Through more detailed surveys, 1-2-1 feedback calls with learners, and our own post-delivery reflections we've identified five things that seem to be key to strong Learner Advocacy (remember we want learners to choose 9 or 10 in response to the question about how likely they are to recommend us).

In order of importance here are those five things. We find that learners need to feel that their experience was:

  1. Relevant
  2. Clear
  3. Accessible
  4. Practical
  5. Fun

Relevance is about how well the content relates to what they do day-to-day, and also to their level of consulting experience. As our courses are sold centrally people are often told they need to attend. They aren't always choosing to be there. As such sometimes we end up with people who the content isn't perfectly relevant for. If someone doesn't feel the content is relevant to them you've already lost them, and we often find that they will score us 8 or lower. Maximising relevance is about content, preparation, and also getting the right trainers in the room.

Clarity is key to their understanding. I've been surprised at how high the bar for clarity is. We cover complex concepts and we have to work very hard to get each concept, and the relationships between them, crystal clear. I like to introduce gamification elements - mystery, challenge and intrigue - into our training, but if that leads to a lack of clarity it can have a net negative impact. This is a key thing I've learnt recently.

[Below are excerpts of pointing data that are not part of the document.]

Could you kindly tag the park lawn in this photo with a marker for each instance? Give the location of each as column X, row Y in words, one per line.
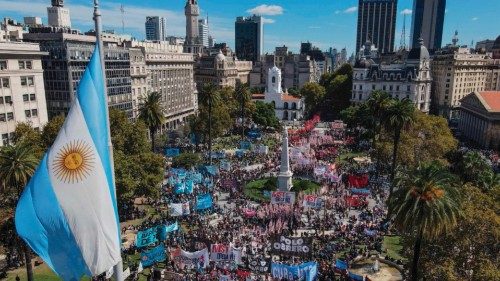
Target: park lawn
column 393, row 247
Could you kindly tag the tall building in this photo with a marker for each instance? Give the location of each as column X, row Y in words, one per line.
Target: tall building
column 249, row 37
column 456, row 73
column 22, row 92
column 409, row 78
column 58, row 15
column 377, row 23
column 193, row 43
column 156, row 28
column 69, row 53
column 203, row 34
column 428, row 22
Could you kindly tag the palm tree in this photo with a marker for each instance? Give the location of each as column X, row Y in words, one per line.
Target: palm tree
column 17, row 165
column 151, row 112
column 426, row 205
column 209, row 97
column 400, row 114
column 243, row 96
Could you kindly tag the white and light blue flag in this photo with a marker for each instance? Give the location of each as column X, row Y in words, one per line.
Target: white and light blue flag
column 67, row 213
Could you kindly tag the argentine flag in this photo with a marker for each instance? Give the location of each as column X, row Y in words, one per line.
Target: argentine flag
column 67, row 212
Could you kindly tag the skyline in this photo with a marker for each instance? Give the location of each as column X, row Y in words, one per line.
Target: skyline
column 286, row 22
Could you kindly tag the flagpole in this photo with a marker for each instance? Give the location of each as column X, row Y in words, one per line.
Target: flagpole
column 118, row 268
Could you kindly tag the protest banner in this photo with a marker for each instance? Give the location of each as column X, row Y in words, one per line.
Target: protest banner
column 204, row 202
column 292, row 246
column 146, row 237
column 225, row 253
column 194, row 260
column 156, row 254
column 259, row 265
column 179, row 209
column 306, row 271
column 282, row 197
column 312, row 201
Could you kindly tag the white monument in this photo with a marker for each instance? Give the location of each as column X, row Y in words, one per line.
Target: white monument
column 285, row 175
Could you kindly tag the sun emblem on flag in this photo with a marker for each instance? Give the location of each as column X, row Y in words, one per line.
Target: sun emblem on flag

Accessibility relates to learning styles and how our content is introduced to people. I'm embarrassed to say that, despite having an autistic daughter and now also suspecting that I'm autistic myself, this is not something I'd considered much until recently. I had my eyes opened last week during a session I was delivering.

I was facilitating a group of 9 learners in a two-day in-person Core Consulting Skills course. I could see one of the girls in the group was showing increasing signs of anxiety as she was struggling to follow what I was saying. I checked in with her during one of the exercises. She said that she had challenges processing auditory information (she literally couldn't understand what I was saying) and as a result was feeling lost and stressed. She asked if I could give her written notes to follow instead. So simple, but a massive enabler of her learning - and no doubt would help many others. For her, we'd failed to make our content accessible enough.

Practicality is all about leaving people feeling able to put things into practice, immediately. The days of learning being a tick-box exercise or just a fun day out are long gone. People demand things that will help them straight away. And those paying our invoices want to see that their investment is getting results.

Finally, we come to Fun. It's fair to say I have over-emphasised this in the past, bringing in mysteries, challenges, and unexpected twists & turns in an effort to make our training super-engaging. Those things are all great but need to be the icing on the cake of an experience that is relevant, clear, accessible and practical. They might take a 9 rating to a 10. But getting it wrong and leaving learners feeling confused is a sure fire way to turn that 9 into a 6 instead.

I'm still learning about what drives Learner Advocacy. We are now directly measuring these 5 elements and will be looking at correlations with our Net Promoter Scores. I'm sure we'll uncover lots more nuance to respond to.

We have clarity on our North Star metric. We've implemented a simple, reliable way of measuring it consistently. We're learning about the underlying drivers so we can iterate to improve it.

I think we're on the right path. The journey continues.